Like other Bay Area Jews with a connection to Camp Newman, the teens at Contra Costa Midrasha were devastated by the news that the camp had burned down in the Tubbs Fire last October. As a group, they batted around ideas as to what they could do to help.
So when it came time to discuss an upcoming day of community service, they had Newman on their minds, according to Devra Aarons, executive director. “There was all kinds of talk like, ‘We’re going to rebuild this, or clean up that,’ ” she said.
Instead, the kids took an artistic route.
At the Midrasha graduation ceremony held May 23 at Congregation B’nai Tikvah in Walnut Creek, the teens unveiled a handmade 4-by-8-foot movable mural, which they hope will liven up the new site of Camp Newman this summer. The mural, which they conceived and painted, was presented to camp associate director Rabbi Allie Fischman.
Initially, the students wanted to pitch in by helping to clean up the Santa Rosa site. But between schoolwork demands and the dangers of working in the toxic environment of the burn areas, the teens never made it there.

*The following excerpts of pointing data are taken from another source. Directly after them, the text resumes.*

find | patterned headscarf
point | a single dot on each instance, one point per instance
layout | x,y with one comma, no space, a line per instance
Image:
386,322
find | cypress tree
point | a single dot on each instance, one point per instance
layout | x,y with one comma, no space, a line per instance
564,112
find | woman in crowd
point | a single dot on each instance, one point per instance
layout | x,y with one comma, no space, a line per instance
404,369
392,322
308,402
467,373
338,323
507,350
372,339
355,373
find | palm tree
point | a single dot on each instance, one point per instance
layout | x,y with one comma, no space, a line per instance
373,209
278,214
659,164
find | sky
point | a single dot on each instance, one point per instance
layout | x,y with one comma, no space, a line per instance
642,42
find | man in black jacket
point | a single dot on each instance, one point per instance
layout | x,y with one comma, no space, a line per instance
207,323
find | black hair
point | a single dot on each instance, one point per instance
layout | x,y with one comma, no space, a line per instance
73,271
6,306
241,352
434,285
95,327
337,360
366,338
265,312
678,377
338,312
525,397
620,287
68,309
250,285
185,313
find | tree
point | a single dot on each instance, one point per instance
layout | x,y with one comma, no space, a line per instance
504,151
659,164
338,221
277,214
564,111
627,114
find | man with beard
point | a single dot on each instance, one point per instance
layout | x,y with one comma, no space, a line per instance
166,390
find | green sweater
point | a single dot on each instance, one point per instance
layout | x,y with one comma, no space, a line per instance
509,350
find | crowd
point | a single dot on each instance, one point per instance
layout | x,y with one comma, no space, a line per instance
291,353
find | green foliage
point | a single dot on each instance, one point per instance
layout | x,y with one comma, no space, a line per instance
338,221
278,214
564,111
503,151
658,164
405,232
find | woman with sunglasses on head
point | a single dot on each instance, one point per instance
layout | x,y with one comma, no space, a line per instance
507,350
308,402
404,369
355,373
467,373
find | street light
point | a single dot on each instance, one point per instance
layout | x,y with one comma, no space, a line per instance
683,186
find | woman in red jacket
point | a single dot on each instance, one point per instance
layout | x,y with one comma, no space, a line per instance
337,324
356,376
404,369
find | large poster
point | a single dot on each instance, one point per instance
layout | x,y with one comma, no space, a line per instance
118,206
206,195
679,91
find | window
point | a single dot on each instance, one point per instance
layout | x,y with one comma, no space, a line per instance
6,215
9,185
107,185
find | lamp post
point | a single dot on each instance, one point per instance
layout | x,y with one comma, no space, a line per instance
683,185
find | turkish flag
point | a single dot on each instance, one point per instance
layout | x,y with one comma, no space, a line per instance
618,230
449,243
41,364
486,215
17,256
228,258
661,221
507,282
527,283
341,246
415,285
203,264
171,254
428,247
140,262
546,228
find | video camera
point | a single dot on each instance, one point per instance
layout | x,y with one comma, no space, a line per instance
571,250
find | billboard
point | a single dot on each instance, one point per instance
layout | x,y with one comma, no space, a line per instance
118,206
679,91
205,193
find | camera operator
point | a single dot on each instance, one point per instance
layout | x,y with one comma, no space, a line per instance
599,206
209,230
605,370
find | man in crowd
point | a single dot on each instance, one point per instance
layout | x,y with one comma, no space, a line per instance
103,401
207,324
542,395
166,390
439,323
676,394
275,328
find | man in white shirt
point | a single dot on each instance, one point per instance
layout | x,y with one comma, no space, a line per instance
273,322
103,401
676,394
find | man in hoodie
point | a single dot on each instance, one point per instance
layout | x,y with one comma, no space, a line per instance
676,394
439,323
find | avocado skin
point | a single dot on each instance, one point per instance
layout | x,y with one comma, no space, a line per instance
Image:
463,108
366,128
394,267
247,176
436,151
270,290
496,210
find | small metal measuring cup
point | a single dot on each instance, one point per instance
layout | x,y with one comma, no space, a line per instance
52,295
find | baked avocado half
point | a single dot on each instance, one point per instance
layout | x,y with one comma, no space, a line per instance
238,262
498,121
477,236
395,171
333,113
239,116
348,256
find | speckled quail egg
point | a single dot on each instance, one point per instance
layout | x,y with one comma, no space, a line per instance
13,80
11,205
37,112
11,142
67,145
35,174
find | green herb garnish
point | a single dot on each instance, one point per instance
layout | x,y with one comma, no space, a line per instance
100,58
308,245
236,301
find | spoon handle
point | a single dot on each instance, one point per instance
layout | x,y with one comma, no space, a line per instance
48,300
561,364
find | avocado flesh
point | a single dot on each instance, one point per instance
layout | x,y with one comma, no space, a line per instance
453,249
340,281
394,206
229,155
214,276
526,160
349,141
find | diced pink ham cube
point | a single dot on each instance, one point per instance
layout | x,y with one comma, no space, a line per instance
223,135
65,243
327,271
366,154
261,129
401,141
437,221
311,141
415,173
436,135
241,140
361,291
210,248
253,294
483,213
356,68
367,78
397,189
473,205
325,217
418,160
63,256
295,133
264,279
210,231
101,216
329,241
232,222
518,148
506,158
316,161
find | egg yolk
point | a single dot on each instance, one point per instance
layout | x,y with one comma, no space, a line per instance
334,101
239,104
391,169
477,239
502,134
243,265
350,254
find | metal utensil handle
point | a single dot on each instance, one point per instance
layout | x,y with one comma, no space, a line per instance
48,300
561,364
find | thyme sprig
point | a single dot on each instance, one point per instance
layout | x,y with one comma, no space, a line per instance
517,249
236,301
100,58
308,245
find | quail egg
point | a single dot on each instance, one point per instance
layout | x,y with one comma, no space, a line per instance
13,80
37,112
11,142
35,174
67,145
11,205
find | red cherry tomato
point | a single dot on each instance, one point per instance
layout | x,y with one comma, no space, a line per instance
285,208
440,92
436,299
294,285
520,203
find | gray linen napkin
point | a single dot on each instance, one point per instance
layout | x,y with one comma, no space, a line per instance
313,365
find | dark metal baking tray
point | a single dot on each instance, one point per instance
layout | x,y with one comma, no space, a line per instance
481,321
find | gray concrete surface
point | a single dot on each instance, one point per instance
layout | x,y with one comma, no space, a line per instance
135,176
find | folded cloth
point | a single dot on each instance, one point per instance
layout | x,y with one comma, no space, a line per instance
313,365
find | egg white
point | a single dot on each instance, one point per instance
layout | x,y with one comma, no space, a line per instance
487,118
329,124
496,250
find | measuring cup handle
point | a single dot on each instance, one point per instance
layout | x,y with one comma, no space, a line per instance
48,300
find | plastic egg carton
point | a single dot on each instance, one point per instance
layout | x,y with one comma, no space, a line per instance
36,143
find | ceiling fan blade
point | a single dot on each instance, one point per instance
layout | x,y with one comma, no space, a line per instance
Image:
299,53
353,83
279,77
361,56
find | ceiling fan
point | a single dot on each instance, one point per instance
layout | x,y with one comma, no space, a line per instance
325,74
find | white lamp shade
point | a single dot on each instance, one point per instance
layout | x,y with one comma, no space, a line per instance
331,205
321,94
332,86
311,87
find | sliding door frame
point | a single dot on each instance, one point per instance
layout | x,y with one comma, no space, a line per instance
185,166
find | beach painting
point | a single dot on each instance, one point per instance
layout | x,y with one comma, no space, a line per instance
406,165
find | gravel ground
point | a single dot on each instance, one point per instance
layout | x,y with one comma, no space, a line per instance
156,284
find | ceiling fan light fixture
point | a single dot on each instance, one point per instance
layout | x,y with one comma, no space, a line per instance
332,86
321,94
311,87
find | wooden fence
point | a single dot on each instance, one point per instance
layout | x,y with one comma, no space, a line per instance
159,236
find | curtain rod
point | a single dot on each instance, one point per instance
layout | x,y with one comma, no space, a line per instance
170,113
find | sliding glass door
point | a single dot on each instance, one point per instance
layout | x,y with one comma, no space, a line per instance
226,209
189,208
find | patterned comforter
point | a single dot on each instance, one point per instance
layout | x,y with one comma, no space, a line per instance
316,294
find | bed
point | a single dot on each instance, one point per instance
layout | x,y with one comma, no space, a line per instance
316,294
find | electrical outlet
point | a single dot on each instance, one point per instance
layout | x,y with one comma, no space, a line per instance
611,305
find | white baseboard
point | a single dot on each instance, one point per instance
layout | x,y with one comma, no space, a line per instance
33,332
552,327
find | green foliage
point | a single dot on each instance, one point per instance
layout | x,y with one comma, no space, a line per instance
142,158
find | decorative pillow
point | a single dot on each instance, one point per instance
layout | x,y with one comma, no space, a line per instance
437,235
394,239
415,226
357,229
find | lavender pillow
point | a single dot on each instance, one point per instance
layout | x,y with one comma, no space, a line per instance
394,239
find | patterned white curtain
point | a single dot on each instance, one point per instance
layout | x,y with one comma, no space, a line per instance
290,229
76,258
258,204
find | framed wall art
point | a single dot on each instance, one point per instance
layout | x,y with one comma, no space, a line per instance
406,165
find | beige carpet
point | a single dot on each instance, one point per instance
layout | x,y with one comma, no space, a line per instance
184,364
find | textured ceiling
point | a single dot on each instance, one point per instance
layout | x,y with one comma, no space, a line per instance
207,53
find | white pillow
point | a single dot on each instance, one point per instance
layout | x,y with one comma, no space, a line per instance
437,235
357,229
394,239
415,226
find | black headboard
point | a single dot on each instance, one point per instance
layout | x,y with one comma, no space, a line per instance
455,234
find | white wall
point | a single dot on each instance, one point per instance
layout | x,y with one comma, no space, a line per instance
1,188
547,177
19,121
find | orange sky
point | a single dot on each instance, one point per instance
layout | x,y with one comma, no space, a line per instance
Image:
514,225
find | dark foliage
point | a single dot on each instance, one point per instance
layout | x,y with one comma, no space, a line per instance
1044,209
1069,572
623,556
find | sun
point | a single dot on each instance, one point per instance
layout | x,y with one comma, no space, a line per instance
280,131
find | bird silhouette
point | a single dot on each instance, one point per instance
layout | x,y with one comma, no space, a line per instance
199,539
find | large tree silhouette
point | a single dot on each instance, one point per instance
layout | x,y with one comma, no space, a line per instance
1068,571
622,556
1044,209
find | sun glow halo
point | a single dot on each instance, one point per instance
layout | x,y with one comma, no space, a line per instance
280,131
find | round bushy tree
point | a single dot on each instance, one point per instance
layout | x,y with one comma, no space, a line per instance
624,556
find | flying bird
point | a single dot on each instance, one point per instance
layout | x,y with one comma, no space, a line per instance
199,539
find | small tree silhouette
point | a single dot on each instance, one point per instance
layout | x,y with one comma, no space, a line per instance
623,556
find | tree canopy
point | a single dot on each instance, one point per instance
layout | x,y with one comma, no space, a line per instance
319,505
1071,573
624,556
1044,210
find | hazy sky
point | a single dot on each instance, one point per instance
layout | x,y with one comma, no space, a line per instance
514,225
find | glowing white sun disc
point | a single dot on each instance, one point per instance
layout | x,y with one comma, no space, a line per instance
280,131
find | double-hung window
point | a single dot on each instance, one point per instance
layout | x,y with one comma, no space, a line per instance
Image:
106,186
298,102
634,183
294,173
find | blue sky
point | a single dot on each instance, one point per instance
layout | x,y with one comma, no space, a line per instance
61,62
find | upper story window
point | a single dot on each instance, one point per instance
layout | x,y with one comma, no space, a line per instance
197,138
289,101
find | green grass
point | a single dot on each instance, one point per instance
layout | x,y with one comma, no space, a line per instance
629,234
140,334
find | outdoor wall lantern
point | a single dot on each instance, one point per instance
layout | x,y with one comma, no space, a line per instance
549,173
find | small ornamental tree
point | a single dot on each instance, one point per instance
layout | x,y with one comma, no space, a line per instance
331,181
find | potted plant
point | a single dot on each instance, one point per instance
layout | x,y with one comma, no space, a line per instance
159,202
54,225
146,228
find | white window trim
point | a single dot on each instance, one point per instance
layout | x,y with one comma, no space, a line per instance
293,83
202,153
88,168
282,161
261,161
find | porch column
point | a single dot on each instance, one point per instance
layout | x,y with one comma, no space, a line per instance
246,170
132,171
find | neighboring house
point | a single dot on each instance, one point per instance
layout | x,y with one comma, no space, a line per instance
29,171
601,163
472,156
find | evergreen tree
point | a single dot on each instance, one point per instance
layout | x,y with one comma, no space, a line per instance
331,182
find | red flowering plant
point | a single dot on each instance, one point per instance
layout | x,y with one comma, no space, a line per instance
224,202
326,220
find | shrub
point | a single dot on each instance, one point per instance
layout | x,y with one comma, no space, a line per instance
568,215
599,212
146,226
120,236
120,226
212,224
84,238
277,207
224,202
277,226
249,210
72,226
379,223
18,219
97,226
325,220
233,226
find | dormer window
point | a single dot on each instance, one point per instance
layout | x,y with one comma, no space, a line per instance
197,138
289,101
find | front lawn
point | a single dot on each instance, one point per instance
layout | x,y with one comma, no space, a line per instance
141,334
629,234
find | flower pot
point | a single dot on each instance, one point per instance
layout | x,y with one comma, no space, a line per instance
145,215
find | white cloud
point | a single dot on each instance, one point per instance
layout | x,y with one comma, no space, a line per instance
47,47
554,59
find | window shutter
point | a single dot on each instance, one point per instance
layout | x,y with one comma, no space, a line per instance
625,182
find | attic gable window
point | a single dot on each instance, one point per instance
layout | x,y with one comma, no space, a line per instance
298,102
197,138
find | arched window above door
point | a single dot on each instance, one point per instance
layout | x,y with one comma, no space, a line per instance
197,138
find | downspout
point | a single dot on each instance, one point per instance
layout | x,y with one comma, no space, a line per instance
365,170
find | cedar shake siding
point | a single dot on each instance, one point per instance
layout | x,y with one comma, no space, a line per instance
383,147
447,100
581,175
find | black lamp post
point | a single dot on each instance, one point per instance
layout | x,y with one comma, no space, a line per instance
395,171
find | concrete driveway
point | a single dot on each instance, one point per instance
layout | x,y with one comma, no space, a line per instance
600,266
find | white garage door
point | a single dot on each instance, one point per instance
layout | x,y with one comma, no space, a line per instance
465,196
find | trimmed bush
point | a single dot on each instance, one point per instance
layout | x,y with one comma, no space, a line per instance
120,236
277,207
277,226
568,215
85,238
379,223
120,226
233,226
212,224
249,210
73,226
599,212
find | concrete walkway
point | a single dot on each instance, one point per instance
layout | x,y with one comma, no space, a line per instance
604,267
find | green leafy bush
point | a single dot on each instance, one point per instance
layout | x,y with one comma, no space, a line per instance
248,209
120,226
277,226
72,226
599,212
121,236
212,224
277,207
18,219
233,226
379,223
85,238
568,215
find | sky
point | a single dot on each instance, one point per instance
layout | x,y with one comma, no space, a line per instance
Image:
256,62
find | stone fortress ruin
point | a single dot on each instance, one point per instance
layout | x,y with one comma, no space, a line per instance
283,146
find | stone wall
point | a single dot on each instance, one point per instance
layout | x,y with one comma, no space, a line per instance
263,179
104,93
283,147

“No one understood how big the devastation was,” said Aarons. “No one had any experience to wrap their head around it. But they love it there. It’s another home for them. They really wanted to be there to help bring it back to life.”
The idea of a fundraiser came up, but it struck the teens as too similar to what so many others were doing. In discussing what makes camp a camp, someone remembered the murals at Newman.
“One thing that makes it unique as a Jewish site is that there’s so much Hebrew,” said Aarons, who has attended numerous retreats at Camp Newman. “So many Jewish values are painted into the murals.”
There’s also “so much art-making at Newman, with people from various sessions working on one project,” said Izzy Young, 17.
When the group learned that Camp Newman would be held at a new location this summer — at the 89-acre Cal Maritime campus in Vallejo — they realized that a mural could help make a place that is unfamiliar to them feel more like home. So they decided to hold a contest to pick a design.
As luck would have it, Young, a junior at Monte Vista High School in Danville, has been drawing and painting all of her life. This year, she has designed sets for her drama class, and in an art class, she was assigned to do something with letters and surrealism. She already had been working on an idea with Hebrew letters when she heard about the mural contest and entered her design. It was the winner.
As their teacher, Aarons took the opportunity to teach the class about Bernard Zakheim, a Polish-born Jewish muralist who immigrated to San Francisco and was a contemporary of Diego Rivera’s. His work is on display in the Coit Tower Depression-era murals. Zakheim’s mural at the old JCC in San Francisco was one of the reasons preservationists did not want the building torn down. The teens watched a PBS documentary about him.
But since murals are normally painted on permanent walls, how does one go about painting a temporary mural? Given that Newman’s leadership was preoccupied with restoring the site, they didn’t know where it could go.
“We were in touch with them, but for obvious reasons, it was not a priority for them and we didn’t want to quash the energy and passion of our teens in wanting to do this,” said Aarons.
Young’s winning design features five large poppies and the Hebrew words “Ahavat Olam” in curvy blue script. Since poppies are the state flower, she said, to her they represent California as home, and Newman as home.
“I interpret ‘Ahavat Olam’ as eternal love,” said Young. “Even though the physical site of Newman is gone, we can still remember that memory and pass it on to the other campers — l’dor vador [from generation to generation] — to experience the love we felt when we’re all there.”
While Young herself will be attending a summer arts program and won’t be returning to Newman this year, she said, “I hope it will help liven up the new site and help make it more of a home. I think some people are hesitant as to whether they’ll feel connected to the new location, and this will help bring a bit of home there.”
“We are incredibly touched by the students’ beautiful mural and dedication,” said Fischman. “They were so thoughtful in creating such a meaningful piece of art for our summer home.”